The consolidated financial statements and schedule appearing in the Registrant’s Annual Report on Form 10-K for the fiscal year ended January 1, 2012 and the effectiveness of the Registrant’s internal control over financial reporting as of January 1, 2012, have been audited by Ernst & Young LLP, independent registered public accounting firm, as set forth in their reports thereon, included therein, and incorporated herein by reference. The consolidated financial statements and schedule audited by Ernst & Young LLP have been incorporated herein by reference in reliance on their reports given on their authority as experts in accounting and auditing.

Item 5. Interests of Named Experts and Counsel

The opinion of counsel as to the legality of the securities that may be issued under the Amended and Restated Plan is given by Melanie S. Cibik, Vice President, Associate General Counsel and Assistant Secretary for the Registrant. As of March 29, 2012, Ms. Cibik owned 29,338 shares of the Registrant’s Common Stock and held stock options and performance share plan rights granted under various incentive plans of the Registrant.
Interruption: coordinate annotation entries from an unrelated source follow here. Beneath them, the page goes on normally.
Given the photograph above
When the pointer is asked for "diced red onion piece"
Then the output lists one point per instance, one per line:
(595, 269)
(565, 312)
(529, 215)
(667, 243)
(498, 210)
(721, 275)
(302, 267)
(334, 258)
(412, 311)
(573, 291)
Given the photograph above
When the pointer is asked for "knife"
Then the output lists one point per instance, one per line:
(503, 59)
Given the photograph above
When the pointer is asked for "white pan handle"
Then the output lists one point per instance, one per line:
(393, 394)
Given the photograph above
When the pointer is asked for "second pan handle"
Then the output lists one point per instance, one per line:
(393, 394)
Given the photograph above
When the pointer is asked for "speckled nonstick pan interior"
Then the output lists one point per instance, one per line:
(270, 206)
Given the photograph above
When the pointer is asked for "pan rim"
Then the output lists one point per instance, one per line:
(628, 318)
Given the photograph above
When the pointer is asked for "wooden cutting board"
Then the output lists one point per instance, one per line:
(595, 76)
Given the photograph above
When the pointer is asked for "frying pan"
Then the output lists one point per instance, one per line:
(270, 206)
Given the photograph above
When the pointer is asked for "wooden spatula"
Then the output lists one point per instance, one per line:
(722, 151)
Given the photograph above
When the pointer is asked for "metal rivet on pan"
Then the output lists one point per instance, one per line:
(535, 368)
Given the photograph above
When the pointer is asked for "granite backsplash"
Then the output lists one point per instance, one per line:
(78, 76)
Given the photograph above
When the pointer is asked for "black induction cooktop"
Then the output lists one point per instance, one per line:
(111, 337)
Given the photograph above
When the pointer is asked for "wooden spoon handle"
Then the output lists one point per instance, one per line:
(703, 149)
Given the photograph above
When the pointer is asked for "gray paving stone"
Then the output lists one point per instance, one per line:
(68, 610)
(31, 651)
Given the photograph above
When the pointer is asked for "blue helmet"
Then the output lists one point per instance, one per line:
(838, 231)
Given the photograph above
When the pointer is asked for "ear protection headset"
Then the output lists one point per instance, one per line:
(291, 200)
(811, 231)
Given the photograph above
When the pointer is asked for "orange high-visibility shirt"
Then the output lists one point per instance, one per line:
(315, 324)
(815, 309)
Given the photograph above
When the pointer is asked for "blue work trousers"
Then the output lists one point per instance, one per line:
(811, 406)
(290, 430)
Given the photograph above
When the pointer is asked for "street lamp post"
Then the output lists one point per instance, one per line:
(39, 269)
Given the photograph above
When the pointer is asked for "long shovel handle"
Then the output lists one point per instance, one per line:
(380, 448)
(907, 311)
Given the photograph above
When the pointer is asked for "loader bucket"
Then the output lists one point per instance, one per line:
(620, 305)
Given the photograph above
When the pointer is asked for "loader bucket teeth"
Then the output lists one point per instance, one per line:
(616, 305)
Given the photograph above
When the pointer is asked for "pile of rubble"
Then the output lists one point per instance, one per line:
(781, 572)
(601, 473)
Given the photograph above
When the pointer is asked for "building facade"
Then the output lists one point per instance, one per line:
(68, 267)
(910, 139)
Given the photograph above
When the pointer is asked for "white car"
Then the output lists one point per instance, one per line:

Item 6. Indemnification of Directors and Officers

Effective April 22, 2009, the Registrant entered into individual Indemnification Agreements with directors and certain officers and executives of the Registrant. A total of 25 persons have such agreements. Simply, the Indemnification Agreements provide the directors and executives who are parties to the agreements with a stand-alone contractual right to indemnification and expense advancement to the greatest extent allowable under Delaware law. Some further details include:

 

II-1


   

In a third-party proceeding, an indemnitee is entitled to indemnification if the indemnitee acted in good faith and in a manner he or she reasonably believed to be in or not opposed to the best interests of the Registrant and, if in a criminal action or proceeding, if the indemnitee had no reason to believe that his or her conduct was unlawful. In a third party proceeding, the indemnification obligation covers reasonable expenses, judgment fines, and amounts paid in settlement actually and reasonably incurred by the indemnitee.

 

   

In proceedings by or in the name of the Registrant (e.g., derivative suits), an indemnitee is entitled to indemnification if the indemnitee acted in good faith and in a manner he or she reasonably believed to be in or not opposed to the best interests of the Registrant. In derivative suits, the indemnification obligation covers reasonable expenses, but in proceedings where the Registrant is alleging harm caused by the indemnitee, the indemnitee would generally not be entitled to be indemnified for judgments, fines and amounts paid in settlement (otherwise the Registrant would effectively not recover any damages), unless perhaps a Delaware or other court determines otherwise despite the finding of liability.

 

   

The Registrant has an obligation to advance, on an unsecured and interest-free basis, reasonable expenses incurred by the indemnitee within 30 days of the indemnitee’s request. The indemnitee does not need to meet any standard of conduct to be entitled to advancement of expenses and there is no determination requirement to be made by the Board of the Registrant in connection with the advancements of expenses. An indemnitee must repay any amounts advanced if it ultimately determined that the indemnitee is not entitled to indemnification.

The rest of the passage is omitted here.